Thursday Screamer

My Bloody Valentine, Saint Maud and Donnie Darko
Film+TV | 29 October 2020
This article is part of HERO Dailies – Essential culture, curated daily and also part of Thursday Screener

HERO DAILIES: Essential culture, curated daily
THURSDAY SCREENER: Three films that should be in your watchlist

My Bloody Valentine by George Mihalka, 1981

George Mihalka’s 1981 horror My Bloody Valentine, the low-budget cult slasher with the “There’s more than one way to lose your head” tagline, is infamous for having had nine minutes cut by the Motion Picture Association of America due to the amount of violence and gore. But quit your moaning – there’s still plenty of stomach-turning moments left in there for the horror hungry.

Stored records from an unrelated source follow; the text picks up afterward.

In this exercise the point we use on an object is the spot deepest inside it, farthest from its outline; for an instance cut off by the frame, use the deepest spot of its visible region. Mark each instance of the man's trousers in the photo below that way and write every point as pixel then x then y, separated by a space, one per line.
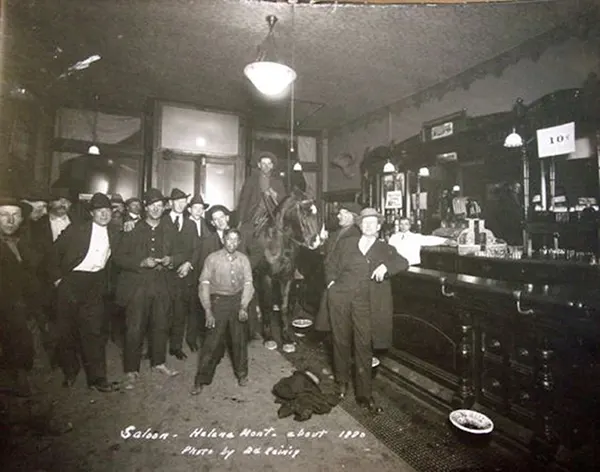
pixel 350 318
pixel 228 330
pixel 82 325
pixel 148 311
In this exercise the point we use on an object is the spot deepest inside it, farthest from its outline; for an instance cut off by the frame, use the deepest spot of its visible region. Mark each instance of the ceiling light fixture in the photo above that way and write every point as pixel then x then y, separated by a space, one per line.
pixel 513 140
pixel 389 168
pixel 269 76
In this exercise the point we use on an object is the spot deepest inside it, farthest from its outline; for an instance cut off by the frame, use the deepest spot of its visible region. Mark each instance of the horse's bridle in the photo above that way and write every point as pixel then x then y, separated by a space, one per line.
pixel 279 230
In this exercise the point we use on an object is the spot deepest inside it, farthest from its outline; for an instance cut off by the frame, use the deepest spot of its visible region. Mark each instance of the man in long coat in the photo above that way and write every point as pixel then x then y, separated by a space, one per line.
pixel 19 294
pixel 346 216
pixel 360 303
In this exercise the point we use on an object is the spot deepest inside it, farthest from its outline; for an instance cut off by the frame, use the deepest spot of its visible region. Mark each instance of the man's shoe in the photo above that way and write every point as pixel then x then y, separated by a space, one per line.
pixel 178 353
pixel 68 381
pixel 130 380
pixel 342 389
pixel 104 386
pixel 369 404
pixel 163 369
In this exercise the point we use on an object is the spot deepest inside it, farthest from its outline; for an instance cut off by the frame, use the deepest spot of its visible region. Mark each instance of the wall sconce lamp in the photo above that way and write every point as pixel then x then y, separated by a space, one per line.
pixel 269 76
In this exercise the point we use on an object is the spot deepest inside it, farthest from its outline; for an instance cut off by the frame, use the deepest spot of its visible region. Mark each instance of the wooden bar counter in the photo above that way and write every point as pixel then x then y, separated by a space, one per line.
pixel 524 353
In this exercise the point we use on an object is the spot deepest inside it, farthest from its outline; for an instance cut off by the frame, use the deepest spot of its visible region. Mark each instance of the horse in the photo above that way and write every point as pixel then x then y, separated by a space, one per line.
pixel 293 223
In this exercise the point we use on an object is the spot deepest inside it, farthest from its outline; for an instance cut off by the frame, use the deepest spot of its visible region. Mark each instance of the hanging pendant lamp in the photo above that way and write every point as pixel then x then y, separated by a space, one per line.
pixel 269 76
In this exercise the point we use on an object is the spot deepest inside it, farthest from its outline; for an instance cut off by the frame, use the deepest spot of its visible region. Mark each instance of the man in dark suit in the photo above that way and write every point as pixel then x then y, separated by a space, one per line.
pixel 346 216
pixel 19 294
pixel 360 303
pixel 78 269
pixel 181 278
pixel 146 255
pixel 195 322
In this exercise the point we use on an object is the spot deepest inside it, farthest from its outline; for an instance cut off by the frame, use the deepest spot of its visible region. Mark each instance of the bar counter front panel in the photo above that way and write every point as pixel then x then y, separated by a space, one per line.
pixel 527 353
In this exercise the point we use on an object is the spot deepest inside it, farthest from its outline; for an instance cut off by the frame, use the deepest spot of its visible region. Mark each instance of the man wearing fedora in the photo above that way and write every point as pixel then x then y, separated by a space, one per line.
pixel 78 269
pixel 195 322
pixel 360 303
pixel 133 213
pixel 20 294
pixel 147 254
pixel 182 278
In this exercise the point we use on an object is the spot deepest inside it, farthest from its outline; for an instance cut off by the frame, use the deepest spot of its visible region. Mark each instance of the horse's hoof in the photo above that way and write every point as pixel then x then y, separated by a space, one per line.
pixel 289 348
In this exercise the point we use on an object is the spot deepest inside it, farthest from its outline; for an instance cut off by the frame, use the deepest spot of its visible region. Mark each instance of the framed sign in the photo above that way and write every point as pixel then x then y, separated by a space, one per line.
pixel 444 127
pixel 556 140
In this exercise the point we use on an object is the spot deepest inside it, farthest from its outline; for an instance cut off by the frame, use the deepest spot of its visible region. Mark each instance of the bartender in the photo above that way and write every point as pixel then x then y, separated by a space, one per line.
pixel 409 244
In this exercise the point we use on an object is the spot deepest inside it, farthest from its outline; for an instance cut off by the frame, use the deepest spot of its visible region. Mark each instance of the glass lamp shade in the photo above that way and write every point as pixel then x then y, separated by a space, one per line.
pixel 270 78
pixel 513 140
pixel 389 168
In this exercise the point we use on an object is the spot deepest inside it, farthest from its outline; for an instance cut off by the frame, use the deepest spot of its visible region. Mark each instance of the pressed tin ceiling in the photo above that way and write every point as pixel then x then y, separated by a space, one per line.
pixel 350 59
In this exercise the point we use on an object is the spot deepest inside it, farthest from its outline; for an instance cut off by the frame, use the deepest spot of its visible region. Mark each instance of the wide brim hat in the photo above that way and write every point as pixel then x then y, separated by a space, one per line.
pixel 215 208
pixel 258 155
pixel 99 200
pixel 352 207
pixel 178 194
pixel 26 209
pixel 153 195
pixel 198 200
pixel 369 212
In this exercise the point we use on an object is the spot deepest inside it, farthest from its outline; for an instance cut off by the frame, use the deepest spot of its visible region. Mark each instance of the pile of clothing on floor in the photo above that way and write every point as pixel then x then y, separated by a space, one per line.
pixel 303 394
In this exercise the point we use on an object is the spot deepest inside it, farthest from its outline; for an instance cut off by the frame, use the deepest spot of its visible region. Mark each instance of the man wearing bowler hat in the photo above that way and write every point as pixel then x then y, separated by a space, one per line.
pixel 195 322
pixel 78 270
pixel 181 278
pixel 19 294
pixel 147 256
pixel 360 303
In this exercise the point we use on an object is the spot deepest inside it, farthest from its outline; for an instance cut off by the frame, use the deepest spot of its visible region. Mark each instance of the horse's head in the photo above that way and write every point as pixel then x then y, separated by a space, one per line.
pixel 301 219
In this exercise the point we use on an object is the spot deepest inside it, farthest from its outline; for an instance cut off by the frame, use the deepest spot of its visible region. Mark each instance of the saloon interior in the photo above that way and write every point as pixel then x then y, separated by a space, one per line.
pixel 477 120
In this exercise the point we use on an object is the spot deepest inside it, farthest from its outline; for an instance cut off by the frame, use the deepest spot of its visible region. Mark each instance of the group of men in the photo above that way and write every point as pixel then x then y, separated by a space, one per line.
pixel 161 269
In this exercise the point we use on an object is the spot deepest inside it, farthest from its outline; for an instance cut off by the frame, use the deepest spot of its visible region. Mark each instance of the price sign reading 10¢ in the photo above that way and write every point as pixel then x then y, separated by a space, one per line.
pixel 556 140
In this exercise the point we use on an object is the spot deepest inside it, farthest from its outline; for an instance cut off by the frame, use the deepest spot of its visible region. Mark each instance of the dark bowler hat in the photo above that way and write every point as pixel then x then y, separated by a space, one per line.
pixel 13 201
pixel 367 212
pixel 352 207
pixel 177 194
pixel 198 200
pixel 116 198
pixel 99 200
pixel 216 208
pixel 258 155
pixel 153 195
pixel 129 201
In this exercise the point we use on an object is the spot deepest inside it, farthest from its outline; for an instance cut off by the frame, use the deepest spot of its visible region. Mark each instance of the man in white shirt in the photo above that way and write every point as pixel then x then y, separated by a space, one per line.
pixel 78 270
pixel 409 244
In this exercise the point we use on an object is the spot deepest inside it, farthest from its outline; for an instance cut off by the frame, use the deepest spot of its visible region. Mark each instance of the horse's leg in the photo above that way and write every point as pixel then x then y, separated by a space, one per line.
pixel 286 338
pixel 266 307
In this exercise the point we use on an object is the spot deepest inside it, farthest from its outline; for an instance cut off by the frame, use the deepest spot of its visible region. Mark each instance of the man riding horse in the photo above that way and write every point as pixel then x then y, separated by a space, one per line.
pixel 263 190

Synopsis? Welcome to the town of Valentine Bluffs. Following a methane gas explosion which has trapped five miners underground, sole survivor Harry Warden loses his mind and winds up in an institution, only to later escape in true vengeful maniac style, banning the town from ever holding a Valentine’s Day celebration again. What follows is the typically gory cocktail of teenage kicks, creepy locations and dismemberment. Lovely. Just don’t forgot to make room for that voodoo doll of your ex you prepared earlier. 

My Bloody Valentine is available to stream on Amazon Prime.

My Bloody Valentine by George Mihalka, 1981

Saint Maud by Rose Glass, 2020

Saving a life is easy, anyone can do that, but saving a soul requires a whole lot more. So goes the logic of Maud, the titular character of Rose Glass’ extraordinary debut film, brought to life with a genuinely supernatural performance from Morfydd Clark.

Maud is a former nurse who, following a disastrous accident in the operating theatre, suffers from severe PTSD and psychotic episodes that erode her mental well-being. Preventing her from falling into the abyss is her steadfast belief in God, who she claims, occupies her mind and body, prompting spasms that resemble something between orgasm and seizure.

In her new job as a palliative care worker, Maud takes on a former ballerina who has terminal cancer. Her licentious behaviour and sneering remarks are at complete odds with Maud’s pious naivety, setting up a collision course that threatens to derail Maud from her path to recovery. With shots that embrace shadowy corners at every opportunity and a climactic scene that will leave you having second thoughts about going for that wee in the middle of the night, make sure you watch Saint Maud at the earliest opportunity.

Saint Maud is screening at cinemas now.

Saint Maud by Rose Glass, 2020

Donnie Darko by Richard Kelly, 2001

Next, a disturbed adolescent from a semi-functional upper-middle-class family who loses their shit, goes off the rails completely then narrowly avoids death only to be plagued by the voice of a six-feet tall bunny commanding them to do terrible things. That’s Richard Kelly’s 2001 classic Donnie Darko.

Jake Gyllenhaal’s moving and distinctly mind-bending journey through suburban America complete with the destructive knowledge of the secrets of the universe and the tempting power to alter time and destiny make this flick a firm cult favourite. Plus, an A* turn by HEROINE 13 star Jena Malone and a brilliant ending that ties things up with the messiest bow ever made. 

(Revisit our interview with the film’s Director of Cinematography Steven Poster to get the insight into that creepy AF rabbit)

Donnie Darko is streaming on Amazon Prime.